Centre of Excellence researchers to lead an international ISSI team

Marie Curie Fellow Lucile Turc will lead an International Space Science Institute (ISSI) team in 2018-2020. ISSI is an international organization that fosters scientific collaboration and networking. ISSI covers a wide spectrum of disciplines ranging from the physics of the solar system and planetary sciences to astrophysics and cosmology, and from Earth sciences to astrobiology.

Each year, ISSI selects a handful of international teams of experts to investigate outstanding science. Lucile’s team is the first Finland-led space physics team in more than 10 years.

Lucile’s team will investigate the transmission of ultra-low frequency electromagnetic waves across the near-Earth space. These waves are one of the long-lasting ultimate goals of space physics. They are critical electromagnetic energy transfer, but also play a role in adverse space weather effects, such as errors in navigation signals. Furthermore, they contribute to the near-Earth radiation environment, as they can accelerate particles.

One of the greatest outstanding questions in space physics is to understand how the ultra-low frequency waves transmit through the near-Earth space. They are observed far in the solar wind, nearer within our magnetic domain, and they even end up at the surface of our planet. There are very few studies tracking these waves throughout their journey across near-Earth space, leaving large gaps in our understanding of how they actually transmit. In particular, how the waves reach and cross the outer boundary of the Earth’s magnetosphere remains outstanding.

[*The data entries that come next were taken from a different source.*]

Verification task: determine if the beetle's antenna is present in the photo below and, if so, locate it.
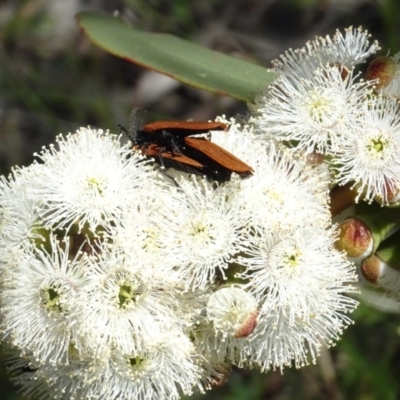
[128,107,146,144]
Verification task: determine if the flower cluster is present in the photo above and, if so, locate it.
[0,118,357,400]
[252,28,400,205]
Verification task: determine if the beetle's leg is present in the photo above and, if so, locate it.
[117,124,131,140]
[157,147,167,170]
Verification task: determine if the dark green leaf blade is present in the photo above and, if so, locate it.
[76,12,275,101]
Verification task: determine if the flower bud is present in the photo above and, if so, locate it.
[335,218,374,258]
[367,56,397,89]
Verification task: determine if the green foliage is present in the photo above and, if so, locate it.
[77,12,275,101]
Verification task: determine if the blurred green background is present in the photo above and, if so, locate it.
[0,0,400,400]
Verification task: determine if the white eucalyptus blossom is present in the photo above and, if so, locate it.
[85,246,179,354]
[156,177,249,289]
[0,236,91,365]
[32,128,155,230]
[93,329,202,400]
[239,223,357,369]
[272,26,380,83]
[332,96,400,204]
[251,66,372,154]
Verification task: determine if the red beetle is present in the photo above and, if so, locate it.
[119,109,254,182]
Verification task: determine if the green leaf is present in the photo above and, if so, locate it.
[76,12,275,101]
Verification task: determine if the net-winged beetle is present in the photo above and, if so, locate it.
[118,108,253,182]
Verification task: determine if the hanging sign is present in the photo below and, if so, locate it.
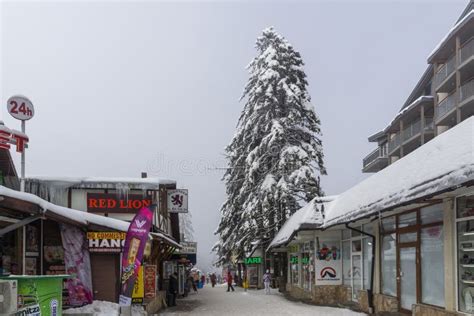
[168,189,188,213]
[7,95,35,121]
[119,208,153,306]
[87,193,151,213]
[87,232,126,253]
[145,265,156,298]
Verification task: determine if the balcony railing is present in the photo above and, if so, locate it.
[459,80,474,102]
[461,38,474,64]
[388,133,400,153]
[435,93,456,120]
[434,55,456,87]
[402,120,421,141]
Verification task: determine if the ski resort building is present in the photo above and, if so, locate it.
[267,1,474,315]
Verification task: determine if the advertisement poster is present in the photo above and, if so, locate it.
[119,208,153,306]
[315,238,342,285]
[60,224,92,306]
[132,266,145,304]
[145,265,156,298]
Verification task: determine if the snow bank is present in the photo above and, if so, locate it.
[324,117,474,227]
[63,301,147,316]
[269,117,474,248]
[0,186,130,231]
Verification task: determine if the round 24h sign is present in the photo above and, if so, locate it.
[7,95,35,121]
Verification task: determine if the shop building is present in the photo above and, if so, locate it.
[267,117,474,315]
[26,177,181,312]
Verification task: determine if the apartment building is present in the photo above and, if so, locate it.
[362,1,474,173]
[267,0,474,315]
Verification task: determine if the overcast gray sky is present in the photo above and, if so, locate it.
[0,0,468,272]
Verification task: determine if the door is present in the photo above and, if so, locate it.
[90,253,120,302]
[397,245,417,313]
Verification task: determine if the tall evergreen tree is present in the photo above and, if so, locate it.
[214,28,326,263]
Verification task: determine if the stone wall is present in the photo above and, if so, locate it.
[374,294,398,313]
[312,285,351,305]
[412,304,463,316]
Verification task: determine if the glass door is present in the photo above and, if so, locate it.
[397,246,417,312]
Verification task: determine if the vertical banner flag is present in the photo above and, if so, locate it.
[119,207,153,306]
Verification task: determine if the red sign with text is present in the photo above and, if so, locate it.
[87,193,151,213]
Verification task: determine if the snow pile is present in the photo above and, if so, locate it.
[324,117,474,228]
[0,186,130,231]
[63,301,147,316]
[268,196,336,249]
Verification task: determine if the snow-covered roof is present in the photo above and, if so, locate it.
[428,10,474,63]
[323,117,474,228]
[27,176,176,189]
[0,186,130,232]
[268,116,474,248]
[268,196,336,249]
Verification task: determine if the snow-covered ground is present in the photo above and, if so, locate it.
[159,285,365,316]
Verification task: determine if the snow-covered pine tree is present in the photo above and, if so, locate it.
[214,28,326,263]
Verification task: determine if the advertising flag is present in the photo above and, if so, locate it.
[119,207,153,306]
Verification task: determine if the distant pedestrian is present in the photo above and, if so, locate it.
[211,273,217,287]
[263,269,272,294]
[227,271,234,292]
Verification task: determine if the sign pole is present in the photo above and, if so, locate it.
[20,121,26,192]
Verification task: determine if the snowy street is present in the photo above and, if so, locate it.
[159,285,365,316]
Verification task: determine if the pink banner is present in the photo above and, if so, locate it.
[60,224,92,306]
[119,207,153,306]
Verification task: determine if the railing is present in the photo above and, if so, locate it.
[425,117,434,131]
[402,120,421,141]
[459,80,474,102]
[434,55,456,88]
[461,38,474,64]
[388,133,400,153]
[435,93,456,120]
[363,145,387,168]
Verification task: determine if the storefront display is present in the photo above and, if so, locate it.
[456,195,474,313]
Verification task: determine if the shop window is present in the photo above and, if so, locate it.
[0,228,23,275]
[362,238,373,290]
[456,196,474,313]
[420,225,444,306]
[420,204,443,225]
[398,212,417,228]
[342,240,352,286]
[382,234,397,296]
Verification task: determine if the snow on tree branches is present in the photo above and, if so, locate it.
[214,28,326,263]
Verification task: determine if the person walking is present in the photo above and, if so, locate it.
[263,269,272,294]
[227,271,234,292]
[211,273,216,287]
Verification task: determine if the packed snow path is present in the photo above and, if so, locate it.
[159,285,365,316]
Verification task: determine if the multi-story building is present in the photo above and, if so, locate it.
[362,1,474,172]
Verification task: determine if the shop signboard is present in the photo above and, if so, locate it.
[315,240,342,285]
[132,266,145,304]
[87,193,152,213]
[245,257,262,264]
[144,265,156,298]
[175,241,197,254]
[168,189,188,213]
[119,208,153,306]
[87,232,126,253]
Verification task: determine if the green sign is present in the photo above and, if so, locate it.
[2,275,69,316]
[245,257,262,264]
[290,257,309,264]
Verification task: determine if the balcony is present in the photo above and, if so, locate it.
[433,55,456,92]
[435,93,456,124]
[362,146,388,173]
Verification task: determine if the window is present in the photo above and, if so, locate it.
[382,234,397,296]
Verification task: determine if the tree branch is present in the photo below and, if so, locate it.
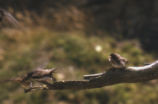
[36,61,158,90]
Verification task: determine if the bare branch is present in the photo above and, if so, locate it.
[37,61,158,90]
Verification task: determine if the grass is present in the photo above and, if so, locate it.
[0,27,158,104]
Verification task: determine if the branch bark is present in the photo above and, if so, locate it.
[37,61,158,90]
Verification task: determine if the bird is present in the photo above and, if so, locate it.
[22,68,56,82]
[0,8,19,27]
[109,53,128,69]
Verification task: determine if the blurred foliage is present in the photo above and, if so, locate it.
[0,0,158,104]
[0,0,158,52]
[0,26,158,104]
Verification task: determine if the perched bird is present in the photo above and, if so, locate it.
[109,53,128,69]
[22,68,56,82]
[0,8,19,27]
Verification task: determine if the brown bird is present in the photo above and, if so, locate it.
[0,8,19,27]
[22,68,56,82]
[109,53,128,69]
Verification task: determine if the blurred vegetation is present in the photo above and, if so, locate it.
[0,0,158,104]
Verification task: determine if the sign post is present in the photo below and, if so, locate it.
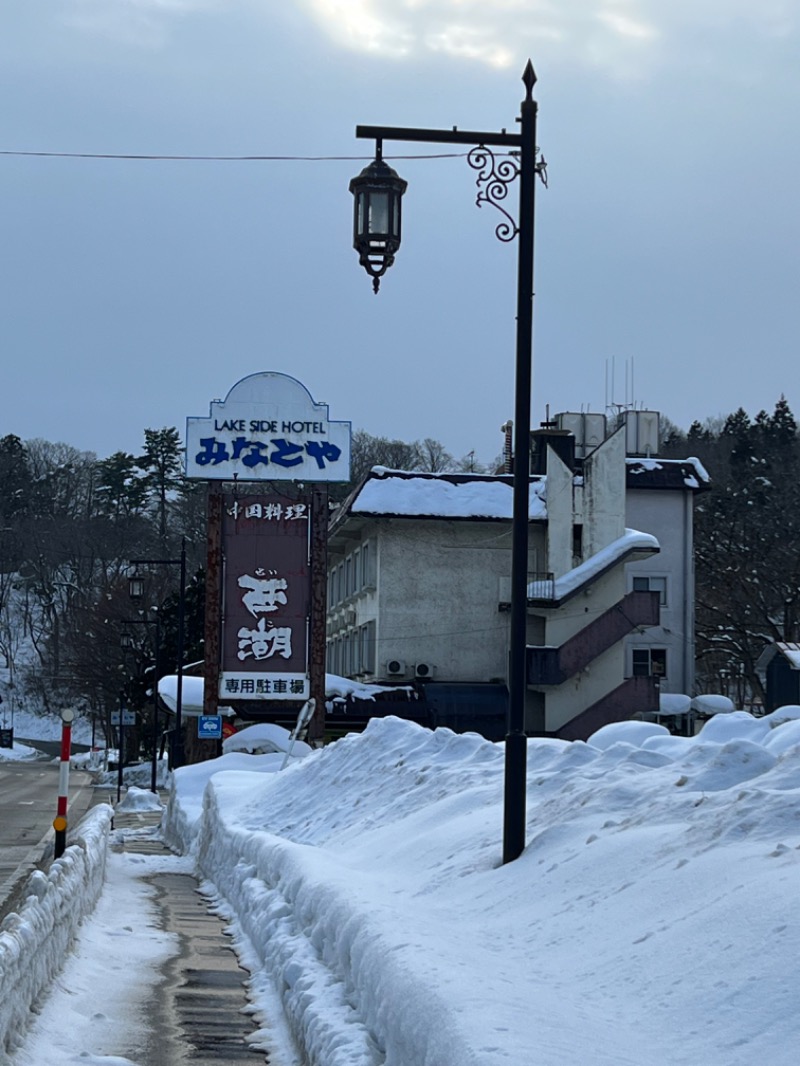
[52,707,75,859]
[186,371,351,740]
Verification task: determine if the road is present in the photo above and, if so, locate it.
[0,761,98,916]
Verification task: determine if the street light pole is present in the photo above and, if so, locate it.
[128,537,186,766]
[350,60,546,862]
[122,607,161,793]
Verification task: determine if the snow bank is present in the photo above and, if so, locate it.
[0,804,113,1066]
[160,712,800,1066]
[115,786,164,811]
[162,752,292,852]
[222,722,311,758]
[0,741,42,762]
[691,693,736,714]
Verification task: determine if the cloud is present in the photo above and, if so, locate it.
[62,0,217,48]
[299,0,797,76]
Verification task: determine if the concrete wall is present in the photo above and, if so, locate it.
[329,518,544,681]
[625,489,694,696]
[526,566,625,732]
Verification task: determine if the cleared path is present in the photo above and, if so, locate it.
[114,814,269,1066]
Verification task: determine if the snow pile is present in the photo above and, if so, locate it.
[162,752,298,852]
[222,722,311,758]
[691,693,736,714]
[115,786,164,811]
[0,741,42,762]
[5,705,92,744]
[0,804,113,1066]
[163,712,800,1066]
[658,692,691,714]
[95,748,172,790]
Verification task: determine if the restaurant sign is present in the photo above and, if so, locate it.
[186,371,351,482]
[219,495,311,702]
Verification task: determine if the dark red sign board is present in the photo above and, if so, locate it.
[220,494,311,702]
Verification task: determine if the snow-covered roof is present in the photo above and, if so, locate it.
[755,641,800,681]
[333,467,547,526]
[625,455,711,491]
[528,530,660,607]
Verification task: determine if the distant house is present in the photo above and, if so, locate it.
[625,457,709,696]
[327,415,704,738]
[755,641,800,714]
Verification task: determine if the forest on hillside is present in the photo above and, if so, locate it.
[0,398,800,737]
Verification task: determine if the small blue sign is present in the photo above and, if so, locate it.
[197,714,222,740]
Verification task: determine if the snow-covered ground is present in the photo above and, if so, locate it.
[0,708,800,1066]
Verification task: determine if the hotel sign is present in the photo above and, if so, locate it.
[186,371,351,482]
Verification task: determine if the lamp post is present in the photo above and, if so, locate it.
[122,614,161,794]
[350,60,546,862]
[128,537,186,766]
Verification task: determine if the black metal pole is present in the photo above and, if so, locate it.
[355,60,538,862]
[175,537,186,766]
[150,610,161,793]
[502,62,537,862]
[116,694,125,803]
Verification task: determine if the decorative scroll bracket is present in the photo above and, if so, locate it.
[467,144,547,242]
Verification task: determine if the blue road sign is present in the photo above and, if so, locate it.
[197,714,222,740]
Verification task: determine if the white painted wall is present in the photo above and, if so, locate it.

Lucile’s ISSI team will make use of the unprecedented coverage of near-Earth space provided by the large fleet of scientific spacecraft currently in operation. This observational study will be complemented with a numerical study using the Vlasiator simulation code, developed at the University of Helsinki. Vlasiator provides global simulations of near-Earth space while describing the small-scale processes from which the waves originate, and is thus an ideal tool to investigate their transmission across geospace.

- We have now all the necessary observations and models to study the near-Earth space in a global manner, but such a study remains challenging because it requires a wide-ranging expertise. That’s the point of our ISSI team, to bring together experts of the different parts of near-Earth space. I am really looking forward to our first team meeting, there will definitely be new exciting science results coming out of it, says the team leader Lucile Turc.

The selected ISSI team is composed of leading international researchers from USA, Mexico, Canada, Sweden, Greece and Czech Republic. The University of Helsinki researchers are the Marie Sklodowska-Curie Fellow Lucile Turc (team leader), Centre of Excellence Director Minna Palmroth (co-leader) and Observations Team Leader Emilia Kilpua. Thanks to the opportunity offered by ISSI, this team will assemble in Bern to finally understand the transmission of waves across near-Earth space. These advances will directly contribute to the science goals of our Centre of Excellence by investigating how these waves affect the near-Earth radiation environment.